Indeed, weight loss is not as simple or straightforward as achieving a calorie deficit or burning more calories and taking less. According to the researchers from UK's University of Cambridge and Japan's Toho University, fat cells, specifically brown fat, encourages thermogenesis, or a process of creating heat that helps "melt" the fat away. However, certain fat cells can also produce a protein known as sLR11, which works in an opposite manner as the brown fat. It resists weight loss by inhibiting thermogenesis.

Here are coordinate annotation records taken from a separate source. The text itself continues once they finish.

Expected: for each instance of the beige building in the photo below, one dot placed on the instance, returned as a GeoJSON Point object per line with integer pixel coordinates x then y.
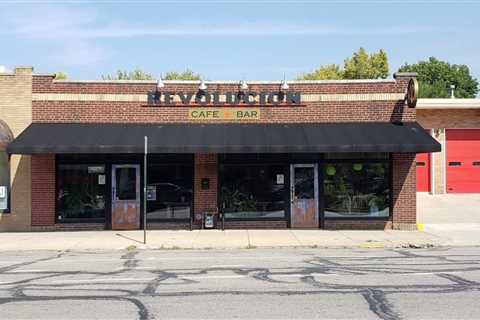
{"type": "Point", "coordinates": [455, 123]}
{"type": "Point", "coordinates": [15, 116]}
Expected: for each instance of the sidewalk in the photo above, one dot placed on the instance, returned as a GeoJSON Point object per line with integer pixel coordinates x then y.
{"type": "Point", "coordinates": [216, 239]}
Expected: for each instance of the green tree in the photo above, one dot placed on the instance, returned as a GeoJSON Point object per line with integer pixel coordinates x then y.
{"type": "Point", "coordinates": [185, 75]}
{"type": "Point", "coordinates": [435, 78]}
{"type": "Point", "coordinates": [327, 72]}
{"type": "Point", "coordinates": [60, 76]}
{"type": "Point", "coordinates": [136, 74]}
{"type": "Point", "coordinates": [361, 65]}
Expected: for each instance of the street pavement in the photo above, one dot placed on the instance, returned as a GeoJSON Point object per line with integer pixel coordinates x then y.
{"type": "Point", "coordinates": [288, 283]}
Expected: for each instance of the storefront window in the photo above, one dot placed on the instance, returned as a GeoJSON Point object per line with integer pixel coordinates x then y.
{"type": "Point", "coordinates": [353, 190]}
{"type": "Point", "coordinates": [253, 191]}
{"type": "Point", "coordinates": [169, 191]}
{"type": "Point", "coordinates": [81, 192]}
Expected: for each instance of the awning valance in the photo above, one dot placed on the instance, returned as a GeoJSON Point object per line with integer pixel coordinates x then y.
{"type": "Point", "coordinates": [223, 138]}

Further, they learned that the amount of protein a person can have depends on how much fat is being stored. Simply put, the more fat a person has, the more protein he has and the harder it is to drop the weight off.
A study conducted with lab mice showed that mice that didn't have the protein were able to burn more fats faster and keep the lean weight off longer. On the other hand, the protein attaches itself to the receptors of fat cells, encouraging the cells to store as much fat as possible although in a more efficient way.
The research is valuable for two reasons. The team believes that by discovering the protein and how it works in relation to fat cells, there can now be a way to effectively increase a fat person's ability to burn more fat and make the weight loss process more smooth sailing. But the same fat storage mechanism can also be helpful for people who need to keep fat such as those who have eating disorders.
In recent studies, it's believed that the gut microbes also have a direct impact on a person's weight loss and obesity.
The study is now available in Nature Communications.